После вчерашней уборки кладбище выглядело ухоженным – опавшие листья убраны, сорняки выдернуты, на каждой второй могиле цветы или венки. А вот людей было не видать, кладбище будто бы вымерло… если вообще можно сказать так о кладбище. На деревьях иногда чирикали птицы, но в остальном над погостом висела тишина.
– Ого, кажется, мы здесь одни, – сказала Марта, шагая по основной аллее в глубь кладбища. – Вот и хорошо. Вчера здесь наверняка не пойми что творилось.
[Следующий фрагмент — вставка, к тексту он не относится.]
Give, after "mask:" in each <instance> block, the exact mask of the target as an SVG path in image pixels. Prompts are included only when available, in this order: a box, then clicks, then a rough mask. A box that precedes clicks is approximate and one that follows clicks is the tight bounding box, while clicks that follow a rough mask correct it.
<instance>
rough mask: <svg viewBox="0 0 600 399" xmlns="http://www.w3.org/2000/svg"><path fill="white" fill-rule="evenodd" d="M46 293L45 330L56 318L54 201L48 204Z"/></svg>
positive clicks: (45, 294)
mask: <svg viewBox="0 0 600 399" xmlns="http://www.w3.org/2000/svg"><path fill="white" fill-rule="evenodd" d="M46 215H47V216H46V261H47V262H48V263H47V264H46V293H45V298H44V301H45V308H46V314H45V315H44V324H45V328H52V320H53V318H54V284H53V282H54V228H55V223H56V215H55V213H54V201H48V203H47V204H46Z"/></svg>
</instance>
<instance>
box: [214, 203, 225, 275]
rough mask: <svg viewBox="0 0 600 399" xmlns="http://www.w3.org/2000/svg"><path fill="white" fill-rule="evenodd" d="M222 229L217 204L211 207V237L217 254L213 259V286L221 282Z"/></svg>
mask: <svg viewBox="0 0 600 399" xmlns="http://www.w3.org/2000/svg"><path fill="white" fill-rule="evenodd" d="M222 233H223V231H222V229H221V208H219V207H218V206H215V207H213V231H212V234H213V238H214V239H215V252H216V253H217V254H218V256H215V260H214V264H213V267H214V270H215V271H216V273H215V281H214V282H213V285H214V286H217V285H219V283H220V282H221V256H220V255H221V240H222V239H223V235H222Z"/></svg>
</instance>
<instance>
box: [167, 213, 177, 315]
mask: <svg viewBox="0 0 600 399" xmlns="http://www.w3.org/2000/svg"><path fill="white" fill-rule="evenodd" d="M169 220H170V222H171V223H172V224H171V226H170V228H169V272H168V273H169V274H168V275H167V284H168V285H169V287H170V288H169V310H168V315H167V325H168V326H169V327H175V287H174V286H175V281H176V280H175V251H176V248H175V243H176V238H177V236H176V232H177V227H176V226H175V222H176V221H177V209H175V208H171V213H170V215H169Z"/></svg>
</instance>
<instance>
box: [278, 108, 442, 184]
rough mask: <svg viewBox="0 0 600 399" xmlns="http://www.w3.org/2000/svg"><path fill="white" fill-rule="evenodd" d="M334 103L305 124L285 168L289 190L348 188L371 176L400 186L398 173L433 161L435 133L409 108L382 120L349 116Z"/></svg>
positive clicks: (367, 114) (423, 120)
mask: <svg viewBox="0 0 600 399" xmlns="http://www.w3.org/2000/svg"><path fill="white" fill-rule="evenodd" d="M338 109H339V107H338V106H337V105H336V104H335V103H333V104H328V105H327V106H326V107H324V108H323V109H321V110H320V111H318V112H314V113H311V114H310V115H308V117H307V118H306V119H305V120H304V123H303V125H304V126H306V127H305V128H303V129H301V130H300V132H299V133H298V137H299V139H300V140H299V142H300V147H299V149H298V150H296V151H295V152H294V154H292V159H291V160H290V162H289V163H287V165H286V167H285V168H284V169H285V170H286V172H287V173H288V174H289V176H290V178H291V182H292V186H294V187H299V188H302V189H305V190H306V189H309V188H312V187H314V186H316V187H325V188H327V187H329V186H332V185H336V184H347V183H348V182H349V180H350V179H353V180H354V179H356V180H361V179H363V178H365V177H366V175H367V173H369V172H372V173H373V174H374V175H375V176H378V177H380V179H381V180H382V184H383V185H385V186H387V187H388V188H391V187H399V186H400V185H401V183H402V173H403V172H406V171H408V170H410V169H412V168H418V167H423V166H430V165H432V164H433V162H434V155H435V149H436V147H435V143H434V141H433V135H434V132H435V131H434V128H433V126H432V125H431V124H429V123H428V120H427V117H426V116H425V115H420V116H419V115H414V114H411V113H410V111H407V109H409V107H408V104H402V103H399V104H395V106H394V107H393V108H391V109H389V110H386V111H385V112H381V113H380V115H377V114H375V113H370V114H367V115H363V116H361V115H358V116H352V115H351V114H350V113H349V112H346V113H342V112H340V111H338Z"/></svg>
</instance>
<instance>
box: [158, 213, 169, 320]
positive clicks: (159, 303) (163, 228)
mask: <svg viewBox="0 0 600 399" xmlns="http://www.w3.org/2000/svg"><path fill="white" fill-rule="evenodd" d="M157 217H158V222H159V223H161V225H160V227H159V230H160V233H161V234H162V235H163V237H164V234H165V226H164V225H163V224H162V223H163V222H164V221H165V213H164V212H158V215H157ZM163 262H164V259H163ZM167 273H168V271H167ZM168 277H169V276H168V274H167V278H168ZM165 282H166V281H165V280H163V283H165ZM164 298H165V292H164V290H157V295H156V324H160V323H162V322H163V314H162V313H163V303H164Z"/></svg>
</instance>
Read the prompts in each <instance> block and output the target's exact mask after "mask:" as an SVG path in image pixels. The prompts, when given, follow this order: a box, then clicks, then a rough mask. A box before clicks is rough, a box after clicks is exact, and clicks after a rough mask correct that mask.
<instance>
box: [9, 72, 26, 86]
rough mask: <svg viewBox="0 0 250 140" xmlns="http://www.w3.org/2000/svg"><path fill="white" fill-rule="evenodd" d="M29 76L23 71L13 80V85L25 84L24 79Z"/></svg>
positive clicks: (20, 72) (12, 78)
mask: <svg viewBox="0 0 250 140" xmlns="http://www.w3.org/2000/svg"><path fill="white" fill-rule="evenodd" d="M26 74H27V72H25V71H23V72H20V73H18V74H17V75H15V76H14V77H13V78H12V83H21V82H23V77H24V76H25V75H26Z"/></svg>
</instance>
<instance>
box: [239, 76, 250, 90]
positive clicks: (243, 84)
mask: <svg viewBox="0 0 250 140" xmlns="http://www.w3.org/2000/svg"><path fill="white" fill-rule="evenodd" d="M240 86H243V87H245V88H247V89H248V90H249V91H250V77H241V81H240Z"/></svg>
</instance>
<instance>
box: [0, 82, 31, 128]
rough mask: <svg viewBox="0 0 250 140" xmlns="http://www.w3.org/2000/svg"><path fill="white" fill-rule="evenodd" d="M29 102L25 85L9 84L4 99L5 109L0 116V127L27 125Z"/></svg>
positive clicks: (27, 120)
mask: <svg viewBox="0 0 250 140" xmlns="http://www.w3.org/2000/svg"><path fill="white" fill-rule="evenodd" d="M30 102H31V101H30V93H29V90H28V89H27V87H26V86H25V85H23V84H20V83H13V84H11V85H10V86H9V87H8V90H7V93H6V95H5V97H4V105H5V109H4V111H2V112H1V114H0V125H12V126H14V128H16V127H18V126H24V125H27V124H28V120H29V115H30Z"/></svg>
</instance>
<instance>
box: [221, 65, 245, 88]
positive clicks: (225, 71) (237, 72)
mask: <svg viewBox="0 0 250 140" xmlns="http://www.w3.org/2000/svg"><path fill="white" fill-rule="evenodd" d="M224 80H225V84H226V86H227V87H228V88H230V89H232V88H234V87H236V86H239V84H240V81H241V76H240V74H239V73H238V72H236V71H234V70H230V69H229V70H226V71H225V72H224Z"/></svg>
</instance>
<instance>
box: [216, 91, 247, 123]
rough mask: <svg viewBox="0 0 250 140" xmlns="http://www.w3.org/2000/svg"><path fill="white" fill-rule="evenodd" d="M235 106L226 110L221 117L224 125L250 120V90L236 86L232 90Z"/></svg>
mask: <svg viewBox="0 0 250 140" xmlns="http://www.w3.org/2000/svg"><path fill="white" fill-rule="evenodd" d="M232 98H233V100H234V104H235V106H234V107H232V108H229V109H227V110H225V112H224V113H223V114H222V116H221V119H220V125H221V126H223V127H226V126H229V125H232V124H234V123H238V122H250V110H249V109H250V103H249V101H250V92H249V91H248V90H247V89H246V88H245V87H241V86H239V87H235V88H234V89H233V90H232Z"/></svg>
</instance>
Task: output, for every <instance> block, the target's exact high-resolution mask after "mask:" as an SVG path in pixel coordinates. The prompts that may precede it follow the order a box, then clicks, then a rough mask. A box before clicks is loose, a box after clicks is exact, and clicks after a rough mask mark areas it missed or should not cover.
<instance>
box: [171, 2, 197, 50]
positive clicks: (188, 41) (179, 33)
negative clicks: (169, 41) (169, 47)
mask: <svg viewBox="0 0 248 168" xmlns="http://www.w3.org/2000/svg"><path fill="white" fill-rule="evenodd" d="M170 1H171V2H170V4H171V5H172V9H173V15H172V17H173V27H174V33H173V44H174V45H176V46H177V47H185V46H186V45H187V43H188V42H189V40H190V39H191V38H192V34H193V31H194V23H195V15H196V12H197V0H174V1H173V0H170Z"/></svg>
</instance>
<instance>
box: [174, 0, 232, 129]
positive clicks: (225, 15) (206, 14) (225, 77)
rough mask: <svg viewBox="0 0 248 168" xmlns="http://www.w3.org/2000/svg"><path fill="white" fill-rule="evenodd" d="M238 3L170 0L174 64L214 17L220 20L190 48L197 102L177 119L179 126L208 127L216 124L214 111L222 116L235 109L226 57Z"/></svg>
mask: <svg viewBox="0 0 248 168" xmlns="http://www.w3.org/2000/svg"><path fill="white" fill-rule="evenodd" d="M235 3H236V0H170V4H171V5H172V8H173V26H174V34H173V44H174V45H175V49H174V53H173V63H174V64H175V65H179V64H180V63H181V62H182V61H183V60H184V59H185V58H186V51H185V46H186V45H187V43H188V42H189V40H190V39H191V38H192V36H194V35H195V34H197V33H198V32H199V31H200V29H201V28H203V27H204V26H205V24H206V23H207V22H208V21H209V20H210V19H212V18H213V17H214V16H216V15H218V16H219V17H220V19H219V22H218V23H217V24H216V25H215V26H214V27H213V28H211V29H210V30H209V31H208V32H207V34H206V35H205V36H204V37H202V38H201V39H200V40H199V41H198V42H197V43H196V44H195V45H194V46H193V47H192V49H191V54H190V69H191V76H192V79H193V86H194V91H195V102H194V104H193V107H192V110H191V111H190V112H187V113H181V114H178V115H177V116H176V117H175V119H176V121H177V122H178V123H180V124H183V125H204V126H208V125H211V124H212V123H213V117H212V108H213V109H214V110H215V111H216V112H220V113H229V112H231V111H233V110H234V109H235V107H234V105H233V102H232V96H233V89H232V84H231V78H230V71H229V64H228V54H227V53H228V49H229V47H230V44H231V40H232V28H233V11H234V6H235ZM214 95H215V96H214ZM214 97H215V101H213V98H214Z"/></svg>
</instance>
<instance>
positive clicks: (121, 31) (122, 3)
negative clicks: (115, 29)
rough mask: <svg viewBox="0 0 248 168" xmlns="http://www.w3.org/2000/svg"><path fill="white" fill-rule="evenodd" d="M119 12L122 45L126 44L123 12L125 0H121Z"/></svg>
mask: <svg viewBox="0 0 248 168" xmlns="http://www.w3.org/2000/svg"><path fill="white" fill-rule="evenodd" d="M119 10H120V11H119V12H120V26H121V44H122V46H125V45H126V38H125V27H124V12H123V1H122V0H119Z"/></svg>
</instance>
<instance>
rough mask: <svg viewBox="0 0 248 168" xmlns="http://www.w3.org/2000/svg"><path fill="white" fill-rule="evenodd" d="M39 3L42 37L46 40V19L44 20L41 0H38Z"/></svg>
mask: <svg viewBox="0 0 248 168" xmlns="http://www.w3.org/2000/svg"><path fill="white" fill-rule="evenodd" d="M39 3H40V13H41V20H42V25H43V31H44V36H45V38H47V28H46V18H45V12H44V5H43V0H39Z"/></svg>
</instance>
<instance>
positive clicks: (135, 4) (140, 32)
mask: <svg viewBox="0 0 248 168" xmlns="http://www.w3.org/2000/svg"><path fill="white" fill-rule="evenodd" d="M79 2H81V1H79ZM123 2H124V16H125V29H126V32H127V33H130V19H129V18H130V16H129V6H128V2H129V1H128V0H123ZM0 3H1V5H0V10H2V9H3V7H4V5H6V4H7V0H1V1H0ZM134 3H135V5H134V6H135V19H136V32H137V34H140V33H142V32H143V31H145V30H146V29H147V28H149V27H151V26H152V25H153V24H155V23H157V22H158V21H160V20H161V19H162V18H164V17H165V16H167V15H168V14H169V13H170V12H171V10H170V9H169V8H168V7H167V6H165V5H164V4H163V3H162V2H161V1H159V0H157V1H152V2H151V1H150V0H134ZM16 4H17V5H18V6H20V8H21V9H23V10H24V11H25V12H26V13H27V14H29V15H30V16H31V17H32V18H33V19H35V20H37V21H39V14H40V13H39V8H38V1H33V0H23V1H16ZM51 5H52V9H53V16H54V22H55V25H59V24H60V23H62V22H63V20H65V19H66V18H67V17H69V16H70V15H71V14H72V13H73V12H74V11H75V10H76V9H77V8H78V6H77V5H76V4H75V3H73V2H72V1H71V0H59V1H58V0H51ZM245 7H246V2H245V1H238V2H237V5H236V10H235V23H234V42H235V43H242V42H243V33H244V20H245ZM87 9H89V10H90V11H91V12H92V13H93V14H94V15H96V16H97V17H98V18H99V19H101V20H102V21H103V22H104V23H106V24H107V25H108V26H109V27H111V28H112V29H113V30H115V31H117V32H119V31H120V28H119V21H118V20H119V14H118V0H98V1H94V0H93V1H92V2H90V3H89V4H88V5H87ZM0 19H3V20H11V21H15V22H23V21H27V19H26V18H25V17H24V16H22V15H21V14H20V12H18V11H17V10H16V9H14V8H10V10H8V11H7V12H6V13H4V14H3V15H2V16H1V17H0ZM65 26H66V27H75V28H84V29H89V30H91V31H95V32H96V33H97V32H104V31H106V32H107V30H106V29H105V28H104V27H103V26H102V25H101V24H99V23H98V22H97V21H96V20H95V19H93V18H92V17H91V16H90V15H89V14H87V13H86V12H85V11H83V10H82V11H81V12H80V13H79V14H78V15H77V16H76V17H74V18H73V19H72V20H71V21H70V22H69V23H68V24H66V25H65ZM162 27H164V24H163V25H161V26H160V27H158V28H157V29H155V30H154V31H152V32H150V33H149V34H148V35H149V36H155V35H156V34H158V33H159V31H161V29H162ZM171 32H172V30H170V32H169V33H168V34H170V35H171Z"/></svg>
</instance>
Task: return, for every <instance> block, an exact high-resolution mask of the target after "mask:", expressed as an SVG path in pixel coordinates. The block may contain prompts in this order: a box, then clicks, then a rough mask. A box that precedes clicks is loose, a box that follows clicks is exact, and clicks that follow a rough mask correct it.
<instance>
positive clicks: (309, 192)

Бабушка Розмари лежала в старой части кладбища, там, где каменные кресты и крыши старых склепов едва виднелись за кронами столетних деревьев. Глядя на них, Гретель каждый раз думала, что кладбищенские деревья – особенные. Их корни проникали в могилы и питались человеческой плотью. С одной стороны, мысль жутковатая, а с другой – разве плохо после смерти сделаться деревом? Однажды, несколько лет назад, Гретель поделилась этим соображением с папой. Тот внимательно выслушал дочь и сказал:
– Не вздумай сказать такое при монахинях. Лучше вообще ни при ком не говори.
– Почему? – искренне удивилась Гретель, которой на тот момент исполнилось то ли семь, то ли восемь лет.
– Потому что это звучит как размышления язычника! В школе вас учат, что после смерти душа отправляется либо в чистилище, либо прямиком в ад. А значит, человек не может стать деревом. Только друиды верили в такое, но стараниями Святой инквизиции их давно не осталось!
Гретель впервые слышала о друидах и спросила отца, кто это такие.
– Колдуны и язычники, которые поклонялись деревьям, – ответил тот и со смехом добавил: – Но мне с ними точно не по пути, ведь я зарабатываю на жизнь тем, что валю деревья!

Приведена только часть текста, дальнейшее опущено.